The National Highway Traffic Safety Administration (NHTSA) recently released the agency's Early Estimate of Motor Vehicle Traffic Fatalities for the First Quarter of 2021.
NHTSA estimates that 8,730 people died in motor vehicle traffic crashes in the first three months of 2021, a 10.5% increase from the 7,900 fatalities the agency projected for the first quarter of 2020, according to a press release.
These increases in fatalities come even as driving declined; preliminary data reported by the Federal Highway Administration show that vehicle miles traveled (VMT) in the first three months of 2021 decreased by 2.1%, or about 14.9 billion miles. The fatality rates per 100 million VMT for the first quarter of 2021 increased to 1.26 fatalities per 100 million VMT, up from the projected rate of 1.12 fatalities in the same time last year.

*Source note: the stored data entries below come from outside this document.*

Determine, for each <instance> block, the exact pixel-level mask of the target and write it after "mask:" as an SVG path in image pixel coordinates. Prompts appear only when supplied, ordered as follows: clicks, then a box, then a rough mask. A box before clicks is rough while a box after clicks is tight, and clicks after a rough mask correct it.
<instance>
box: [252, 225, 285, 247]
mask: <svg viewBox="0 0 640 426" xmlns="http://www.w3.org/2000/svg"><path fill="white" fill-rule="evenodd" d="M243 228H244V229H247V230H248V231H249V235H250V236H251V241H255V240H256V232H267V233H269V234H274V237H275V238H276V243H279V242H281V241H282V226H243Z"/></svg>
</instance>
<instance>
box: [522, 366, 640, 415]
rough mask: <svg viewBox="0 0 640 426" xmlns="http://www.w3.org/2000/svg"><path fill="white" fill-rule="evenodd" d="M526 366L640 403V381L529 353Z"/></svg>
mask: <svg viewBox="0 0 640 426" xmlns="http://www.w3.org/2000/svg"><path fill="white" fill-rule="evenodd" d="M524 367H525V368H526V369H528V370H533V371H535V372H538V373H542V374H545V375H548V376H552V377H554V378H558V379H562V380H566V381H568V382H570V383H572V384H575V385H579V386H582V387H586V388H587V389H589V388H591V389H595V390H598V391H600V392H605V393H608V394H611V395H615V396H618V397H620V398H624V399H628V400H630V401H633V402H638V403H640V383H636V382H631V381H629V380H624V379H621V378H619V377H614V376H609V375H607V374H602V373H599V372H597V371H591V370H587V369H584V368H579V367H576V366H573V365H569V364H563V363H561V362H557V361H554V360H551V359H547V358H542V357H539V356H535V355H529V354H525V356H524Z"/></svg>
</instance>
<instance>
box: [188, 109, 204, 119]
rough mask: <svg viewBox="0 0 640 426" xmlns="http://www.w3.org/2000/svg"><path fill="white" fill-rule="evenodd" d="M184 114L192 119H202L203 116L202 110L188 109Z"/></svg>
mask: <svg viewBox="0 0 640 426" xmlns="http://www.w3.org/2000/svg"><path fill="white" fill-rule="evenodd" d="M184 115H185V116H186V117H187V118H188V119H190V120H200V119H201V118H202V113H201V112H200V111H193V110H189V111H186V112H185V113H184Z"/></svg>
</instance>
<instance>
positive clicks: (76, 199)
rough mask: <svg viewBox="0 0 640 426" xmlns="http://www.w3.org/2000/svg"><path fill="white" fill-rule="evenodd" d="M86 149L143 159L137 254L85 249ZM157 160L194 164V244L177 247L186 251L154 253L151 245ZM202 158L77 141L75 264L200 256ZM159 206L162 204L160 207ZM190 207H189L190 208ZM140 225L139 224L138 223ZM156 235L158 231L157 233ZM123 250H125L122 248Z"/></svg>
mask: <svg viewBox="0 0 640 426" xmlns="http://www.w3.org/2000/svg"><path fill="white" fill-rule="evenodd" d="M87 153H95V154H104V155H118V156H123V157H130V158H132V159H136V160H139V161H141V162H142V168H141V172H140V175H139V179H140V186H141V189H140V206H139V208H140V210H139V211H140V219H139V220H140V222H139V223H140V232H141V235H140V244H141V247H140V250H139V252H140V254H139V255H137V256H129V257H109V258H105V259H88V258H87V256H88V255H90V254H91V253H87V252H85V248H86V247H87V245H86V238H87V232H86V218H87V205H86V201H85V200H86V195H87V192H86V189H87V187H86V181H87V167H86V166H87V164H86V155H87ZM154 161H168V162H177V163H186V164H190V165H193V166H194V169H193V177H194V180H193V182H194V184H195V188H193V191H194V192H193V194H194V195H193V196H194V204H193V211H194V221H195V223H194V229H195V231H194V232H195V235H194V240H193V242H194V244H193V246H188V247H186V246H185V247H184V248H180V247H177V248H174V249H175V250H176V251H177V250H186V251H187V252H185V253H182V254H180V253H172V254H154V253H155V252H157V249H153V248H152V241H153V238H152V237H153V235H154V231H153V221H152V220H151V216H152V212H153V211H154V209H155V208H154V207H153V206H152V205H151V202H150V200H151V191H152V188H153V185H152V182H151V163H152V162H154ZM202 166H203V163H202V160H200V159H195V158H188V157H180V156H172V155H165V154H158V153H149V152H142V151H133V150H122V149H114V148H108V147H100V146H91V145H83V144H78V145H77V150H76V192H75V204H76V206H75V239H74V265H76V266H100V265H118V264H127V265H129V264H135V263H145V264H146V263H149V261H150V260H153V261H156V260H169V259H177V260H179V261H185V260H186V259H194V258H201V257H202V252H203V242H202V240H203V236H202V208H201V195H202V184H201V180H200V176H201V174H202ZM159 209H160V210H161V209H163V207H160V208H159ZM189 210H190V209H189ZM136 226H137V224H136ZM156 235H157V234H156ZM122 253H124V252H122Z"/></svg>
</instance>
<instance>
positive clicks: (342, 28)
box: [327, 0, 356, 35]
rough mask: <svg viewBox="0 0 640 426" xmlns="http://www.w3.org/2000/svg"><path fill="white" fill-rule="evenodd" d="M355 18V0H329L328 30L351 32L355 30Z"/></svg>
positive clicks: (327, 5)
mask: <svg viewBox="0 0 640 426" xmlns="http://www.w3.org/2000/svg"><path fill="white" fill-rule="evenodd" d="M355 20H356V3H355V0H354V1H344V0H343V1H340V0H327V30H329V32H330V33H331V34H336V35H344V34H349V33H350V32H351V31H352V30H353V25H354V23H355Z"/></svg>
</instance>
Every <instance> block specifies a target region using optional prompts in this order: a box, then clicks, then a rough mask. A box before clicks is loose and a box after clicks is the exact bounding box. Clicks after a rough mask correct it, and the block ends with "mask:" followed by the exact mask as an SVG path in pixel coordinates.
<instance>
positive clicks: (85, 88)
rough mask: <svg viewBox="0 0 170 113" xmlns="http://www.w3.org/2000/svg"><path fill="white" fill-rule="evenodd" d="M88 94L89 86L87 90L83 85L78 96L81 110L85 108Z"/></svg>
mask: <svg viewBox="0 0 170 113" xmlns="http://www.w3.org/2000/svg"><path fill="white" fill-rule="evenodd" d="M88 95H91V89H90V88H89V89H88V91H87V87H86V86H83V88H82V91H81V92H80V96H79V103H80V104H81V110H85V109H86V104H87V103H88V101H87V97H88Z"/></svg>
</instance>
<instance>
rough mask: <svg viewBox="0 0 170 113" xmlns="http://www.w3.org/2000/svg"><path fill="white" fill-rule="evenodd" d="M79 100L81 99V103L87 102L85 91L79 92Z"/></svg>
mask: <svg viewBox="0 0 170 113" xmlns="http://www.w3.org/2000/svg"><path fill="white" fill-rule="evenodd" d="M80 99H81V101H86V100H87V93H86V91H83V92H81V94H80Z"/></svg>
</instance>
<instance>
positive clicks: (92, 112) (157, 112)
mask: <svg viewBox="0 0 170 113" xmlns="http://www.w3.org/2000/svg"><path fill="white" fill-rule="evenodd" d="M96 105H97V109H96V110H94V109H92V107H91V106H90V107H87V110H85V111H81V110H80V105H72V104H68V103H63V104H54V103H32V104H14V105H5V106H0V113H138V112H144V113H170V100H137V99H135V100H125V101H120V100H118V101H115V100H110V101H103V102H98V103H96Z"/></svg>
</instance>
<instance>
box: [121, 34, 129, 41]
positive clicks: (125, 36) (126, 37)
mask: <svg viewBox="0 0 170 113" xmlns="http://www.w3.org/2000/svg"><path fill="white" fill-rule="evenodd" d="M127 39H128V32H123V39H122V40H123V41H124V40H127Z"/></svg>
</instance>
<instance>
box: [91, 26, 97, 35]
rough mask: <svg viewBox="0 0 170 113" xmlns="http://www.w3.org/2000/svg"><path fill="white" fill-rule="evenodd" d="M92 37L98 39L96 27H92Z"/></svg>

“We must address the tragic loss of life we saw on the roads in 2020 by taking a transformational and collaborative approach to safety. Everyone—including those who design, operate, build, and use the road system—shares responsibility for road safety,” Dr. Steven Cliff, NHTSA’s Acting Administrator, said in a statement. “We are working closely with our safety partners to address risky driving behaviors such as speeding, impaired driving, and failing to buckle up.”
NHTSA says these early estimates suggest the driving patterns and behaviors the agency reported in 2020, which changed significantly from previous years, continue to prevail and that drivers who remained on the roads engaged in more risky behavior—including speeding, failing to wear seat belts, and driving under the influence of drugs or alcohol.
NHTSA also released the 10th edition of Countermeasures That Work. This report, the agency says, supports a proactive, equitable safe system approach to eliminating fatalities on the nation’s roads, and addresses the safety of all road users, including those who walk, bike, and drive.